This article would be incomplete if it does not discuss the flaws that are hidden beneath the whole concept. No doubt, plea bargaining is nothing but a cover up the inadequacies of the government in dealing with each and every case that comes before it. It indirectly shows the incompetence of the traditional procedural laws. Some of the major drawbacks of the concept of plea bargaining as is recognized in India are as under

A) Involving the police in plea bargaining process would invite coercion.
B) By involving the court in plea bargaining process, the court’s impartiality is impugned.
C) Involving the victim in plea bargaining process would invite corruption.
D) If the plead guilty application of the accused in rejected then the accused would face great hardship to prove himself innocent.

Therefore to ensure fair justice, plea bargaining must encompass the following minimum requirements:
A) The hearing must take place in court
B) The court must satisfy itself that the accused is pleading guilty knowingly and voluntarily.
C) Any court order rejecting a plea bargaining application must be kept confidential to prevent prejudice to the accused.

Conclusion: The plea bargaining concept no doubt undermines the public’s confidence in the criminal justice system and as result of this it will lead to the conviction of innocent, inconsistent penalties form similar crimes and lighter penalties for the rich.

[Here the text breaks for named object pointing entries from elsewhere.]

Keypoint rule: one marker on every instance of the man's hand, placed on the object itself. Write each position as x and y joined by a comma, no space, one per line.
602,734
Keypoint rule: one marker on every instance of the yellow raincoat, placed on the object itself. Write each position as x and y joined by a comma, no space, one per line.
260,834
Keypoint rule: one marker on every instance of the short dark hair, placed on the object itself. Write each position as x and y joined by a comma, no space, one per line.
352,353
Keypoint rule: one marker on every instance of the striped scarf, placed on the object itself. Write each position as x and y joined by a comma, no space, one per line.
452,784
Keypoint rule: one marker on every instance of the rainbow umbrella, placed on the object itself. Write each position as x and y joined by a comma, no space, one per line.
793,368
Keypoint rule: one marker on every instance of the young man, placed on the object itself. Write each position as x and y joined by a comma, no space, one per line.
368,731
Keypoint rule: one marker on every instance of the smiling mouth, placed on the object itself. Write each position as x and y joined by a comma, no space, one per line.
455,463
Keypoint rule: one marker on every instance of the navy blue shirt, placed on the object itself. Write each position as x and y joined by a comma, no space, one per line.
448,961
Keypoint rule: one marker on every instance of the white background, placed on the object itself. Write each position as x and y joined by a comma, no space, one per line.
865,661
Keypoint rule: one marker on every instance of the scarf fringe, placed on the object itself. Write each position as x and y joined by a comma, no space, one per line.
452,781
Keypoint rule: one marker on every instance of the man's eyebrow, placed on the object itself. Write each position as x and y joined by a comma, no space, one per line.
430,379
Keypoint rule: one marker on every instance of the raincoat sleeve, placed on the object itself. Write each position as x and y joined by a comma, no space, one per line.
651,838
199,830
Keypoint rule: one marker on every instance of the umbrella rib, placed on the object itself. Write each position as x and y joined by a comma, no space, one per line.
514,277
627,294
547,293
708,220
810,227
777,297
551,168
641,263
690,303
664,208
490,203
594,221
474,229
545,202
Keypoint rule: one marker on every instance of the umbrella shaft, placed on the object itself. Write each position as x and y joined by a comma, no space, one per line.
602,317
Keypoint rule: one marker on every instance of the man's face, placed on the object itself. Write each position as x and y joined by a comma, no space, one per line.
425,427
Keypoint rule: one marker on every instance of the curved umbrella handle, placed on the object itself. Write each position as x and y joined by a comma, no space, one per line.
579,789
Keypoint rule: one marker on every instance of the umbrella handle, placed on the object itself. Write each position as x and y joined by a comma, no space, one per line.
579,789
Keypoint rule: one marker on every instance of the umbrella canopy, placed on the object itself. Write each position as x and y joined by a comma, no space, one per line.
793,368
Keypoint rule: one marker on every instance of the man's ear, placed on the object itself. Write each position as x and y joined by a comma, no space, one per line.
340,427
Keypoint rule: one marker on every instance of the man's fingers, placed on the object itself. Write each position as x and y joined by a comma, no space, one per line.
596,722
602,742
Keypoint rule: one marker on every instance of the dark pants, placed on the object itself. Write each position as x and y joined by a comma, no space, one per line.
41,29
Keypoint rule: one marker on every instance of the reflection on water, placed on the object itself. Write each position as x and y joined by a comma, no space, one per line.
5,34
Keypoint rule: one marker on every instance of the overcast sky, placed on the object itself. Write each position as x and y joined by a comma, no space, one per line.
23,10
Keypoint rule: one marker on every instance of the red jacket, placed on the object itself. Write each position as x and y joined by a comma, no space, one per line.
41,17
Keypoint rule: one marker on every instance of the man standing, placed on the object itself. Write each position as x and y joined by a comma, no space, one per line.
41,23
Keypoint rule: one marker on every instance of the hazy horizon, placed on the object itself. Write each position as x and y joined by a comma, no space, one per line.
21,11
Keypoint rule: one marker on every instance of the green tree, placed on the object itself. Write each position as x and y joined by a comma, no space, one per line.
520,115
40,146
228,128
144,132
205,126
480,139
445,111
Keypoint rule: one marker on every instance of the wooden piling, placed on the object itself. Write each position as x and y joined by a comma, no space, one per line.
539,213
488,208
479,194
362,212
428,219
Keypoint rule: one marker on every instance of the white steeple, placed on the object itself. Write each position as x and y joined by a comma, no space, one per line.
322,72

To Conclude, plea bargaining is undoubtedly, a disputed concept. Few people have welcomed it while others have abandoned it. It is true that plea bargaining speeds up caseload disposition, but it does that in an unconstitutional manner. But perhaps we have no other choice but to adopt this technique. The criminal courts are too over burdened to allow each and every case to go on trial. Only time will tell if the introduction of this new concept is justified or not.